利食いと損切りのテクニック――トレード心理学とリスク管理を融合した実践的手法
- 著者:アレキサンダー・エルダー 訳:木水 康介
- 出版社:パンローリング
- 出版日:2012/05/16
- ISBN:9784775971628
書評
勝敗を分けるのは“入り方”より“出方”。利食い・損切り・空売りを、心理(迷い・恐怖・欲)とリスク管理の観点から体系化した実戦書。出口のルールを数値化し、検証→改善まで回せる形に落とすので、雰囲気トレードを卒業したい人に刺さる。
【どんな本?】
トレードの「出口戦略」を主役に据え、利食い・損切り・空売り(売りの世界)を、トレード心理学とリスク管理を組み合わせて解説する実践書。
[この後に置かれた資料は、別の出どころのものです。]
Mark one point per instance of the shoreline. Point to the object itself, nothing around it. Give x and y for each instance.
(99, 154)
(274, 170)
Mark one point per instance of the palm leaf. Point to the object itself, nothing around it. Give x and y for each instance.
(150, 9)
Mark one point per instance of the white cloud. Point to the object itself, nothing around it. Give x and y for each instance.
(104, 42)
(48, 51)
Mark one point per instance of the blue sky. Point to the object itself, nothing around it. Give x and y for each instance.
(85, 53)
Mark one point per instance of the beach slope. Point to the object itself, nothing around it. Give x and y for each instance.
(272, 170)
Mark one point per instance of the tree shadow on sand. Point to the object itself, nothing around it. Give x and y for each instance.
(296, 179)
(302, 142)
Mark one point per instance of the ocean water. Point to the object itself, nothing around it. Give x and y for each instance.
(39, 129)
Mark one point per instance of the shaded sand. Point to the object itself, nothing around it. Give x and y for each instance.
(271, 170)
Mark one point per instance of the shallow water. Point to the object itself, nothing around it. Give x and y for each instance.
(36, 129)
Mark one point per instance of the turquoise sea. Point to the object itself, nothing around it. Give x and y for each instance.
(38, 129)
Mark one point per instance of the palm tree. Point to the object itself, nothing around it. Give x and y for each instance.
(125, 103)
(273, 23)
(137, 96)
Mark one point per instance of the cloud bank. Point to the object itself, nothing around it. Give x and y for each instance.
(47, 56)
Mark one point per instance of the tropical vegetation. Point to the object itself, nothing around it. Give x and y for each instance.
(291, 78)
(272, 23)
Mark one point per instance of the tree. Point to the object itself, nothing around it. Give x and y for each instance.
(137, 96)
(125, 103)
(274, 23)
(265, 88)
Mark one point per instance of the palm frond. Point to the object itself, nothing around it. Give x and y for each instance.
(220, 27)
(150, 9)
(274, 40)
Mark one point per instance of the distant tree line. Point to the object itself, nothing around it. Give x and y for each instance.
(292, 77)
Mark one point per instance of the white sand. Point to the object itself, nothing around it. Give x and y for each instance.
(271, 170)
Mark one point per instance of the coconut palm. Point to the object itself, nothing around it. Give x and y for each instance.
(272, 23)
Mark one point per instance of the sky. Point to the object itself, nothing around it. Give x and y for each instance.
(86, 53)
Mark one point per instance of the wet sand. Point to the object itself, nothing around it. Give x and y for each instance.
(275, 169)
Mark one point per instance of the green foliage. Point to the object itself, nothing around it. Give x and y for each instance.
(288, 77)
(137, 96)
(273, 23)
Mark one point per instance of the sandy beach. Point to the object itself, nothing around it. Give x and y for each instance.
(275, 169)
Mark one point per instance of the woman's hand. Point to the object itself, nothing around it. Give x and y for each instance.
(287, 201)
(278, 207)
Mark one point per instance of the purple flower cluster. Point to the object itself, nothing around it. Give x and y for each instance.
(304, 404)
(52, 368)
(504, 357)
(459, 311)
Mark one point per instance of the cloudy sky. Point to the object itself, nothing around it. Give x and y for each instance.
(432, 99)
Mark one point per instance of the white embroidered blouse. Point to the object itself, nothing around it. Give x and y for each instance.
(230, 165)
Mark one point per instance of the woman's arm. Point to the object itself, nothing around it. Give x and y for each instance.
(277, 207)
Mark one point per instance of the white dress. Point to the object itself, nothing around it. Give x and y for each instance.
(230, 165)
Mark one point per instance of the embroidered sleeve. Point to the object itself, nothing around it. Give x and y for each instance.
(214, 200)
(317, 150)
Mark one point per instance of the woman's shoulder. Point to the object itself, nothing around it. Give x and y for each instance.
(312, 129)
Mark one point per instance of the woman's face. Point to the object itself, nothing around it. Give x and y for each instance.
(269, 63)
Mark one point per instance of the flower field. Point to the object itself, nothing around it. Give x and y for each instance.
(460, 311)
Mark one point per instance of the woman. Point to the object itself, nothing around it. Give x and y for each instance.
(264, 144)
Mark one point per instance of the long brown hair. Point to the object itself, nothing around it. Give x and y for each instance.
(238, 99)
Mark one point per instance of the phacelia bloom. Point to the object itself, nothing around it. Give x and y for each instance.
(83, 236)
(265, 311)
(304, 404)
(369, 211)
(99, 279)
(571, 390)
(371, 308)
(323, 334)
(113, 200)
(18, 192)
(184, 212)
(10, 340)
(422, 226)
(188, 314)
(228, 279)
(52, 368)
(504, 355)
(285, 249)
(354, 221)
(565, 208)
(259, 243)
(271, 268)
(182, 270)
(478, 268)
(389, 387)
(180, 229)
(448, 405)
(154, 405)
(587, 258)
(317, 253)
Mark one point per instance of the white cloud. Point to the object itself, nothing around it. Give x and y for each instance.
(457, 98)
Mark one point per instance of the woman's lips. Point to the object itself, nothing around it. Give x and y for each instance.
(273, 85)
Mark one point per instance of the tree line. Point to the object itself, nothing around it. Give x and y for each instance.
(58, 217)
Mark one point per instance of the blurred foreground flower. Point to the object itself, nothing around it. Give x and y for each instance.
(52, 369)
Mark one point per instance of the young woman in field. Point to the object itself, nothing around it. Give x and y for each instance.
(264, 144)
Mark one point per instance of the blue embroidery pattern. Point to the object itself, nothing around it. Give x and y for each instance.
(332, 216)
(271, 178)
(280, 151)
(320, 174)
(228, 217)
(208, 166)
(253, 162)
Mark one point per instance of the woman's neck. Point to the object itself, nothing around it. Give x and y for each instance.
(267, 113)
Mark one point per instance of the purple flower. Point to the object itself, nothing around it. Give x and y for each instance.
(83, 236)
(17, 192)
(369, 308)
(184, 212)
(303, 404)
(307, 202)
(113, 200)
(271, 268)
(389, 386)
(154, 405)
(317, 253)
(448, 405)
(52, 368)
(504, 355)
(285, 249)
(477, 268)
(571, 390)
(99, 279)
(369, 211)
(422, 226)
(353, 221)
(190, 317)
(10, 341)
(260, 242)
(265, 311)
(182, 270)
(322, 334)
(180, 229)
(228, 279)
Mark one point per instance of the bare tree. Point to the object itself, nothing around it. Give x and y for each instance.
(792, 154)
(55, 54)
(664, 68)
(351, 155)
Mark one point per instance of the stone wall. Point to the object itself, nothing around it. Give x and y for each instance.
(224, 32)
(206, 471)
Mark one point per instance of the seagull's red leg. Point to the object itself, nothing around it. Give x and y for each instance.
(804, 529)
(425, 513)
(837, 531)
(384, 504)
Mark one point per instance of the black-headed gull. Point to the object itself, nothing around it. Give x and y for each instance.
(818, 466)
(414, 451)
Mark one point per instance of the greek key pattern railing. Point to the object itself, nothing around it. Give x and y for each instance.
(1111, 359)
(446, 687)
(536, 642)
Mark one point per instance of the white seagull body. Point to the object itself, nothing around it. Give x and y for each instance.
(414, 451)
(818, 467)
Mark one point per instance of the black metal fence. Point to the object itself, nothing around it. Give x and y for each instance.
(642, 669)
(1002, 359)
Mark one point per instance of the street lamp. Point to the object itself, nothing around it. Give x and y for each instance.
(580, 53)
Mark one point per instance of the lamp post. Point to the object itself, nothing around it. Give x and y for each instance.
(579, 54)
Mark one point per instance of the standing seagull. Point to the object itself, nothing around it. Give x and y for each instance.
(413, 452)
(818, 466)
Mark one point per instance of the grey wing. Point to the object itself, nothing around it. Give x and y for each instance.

仕掛けよりも“手仕舞いの設計”に焦点を当て、再現性のあるルールへ落とし込む流れが特徴です。
【刺さるポイント】
相場で崩れる瞬間はだいたい「含み益を伸ばせない/損を切れない/取り返しに行く」。本書はそれを性格論にせず、心理の罠を前提に“壊れない仕組み”として出口を作らせます。とくに空売りも含めて「利益を守る」「損失を限定する」発想が徹底していて、勝ち方より“死なない運用”が身につくのが強い。
【活かし方】
読むだけで終わらせず、①利食いの型(どこで一部確定するか)②損切りの型(どの条件で撤退するか)③見送りの条件(やらない日)を、1枚のチェックリストにして固定運用するのがおすすめ。ルールを守れたかだけ記録すると、改善が速いです。
【こんな人に】
損切りが遅い人、勝っても伸ばせない人、エントリー手法はあるのに成績が安定しない人。空売りも含めて“出口の武器”を増やしたい人に。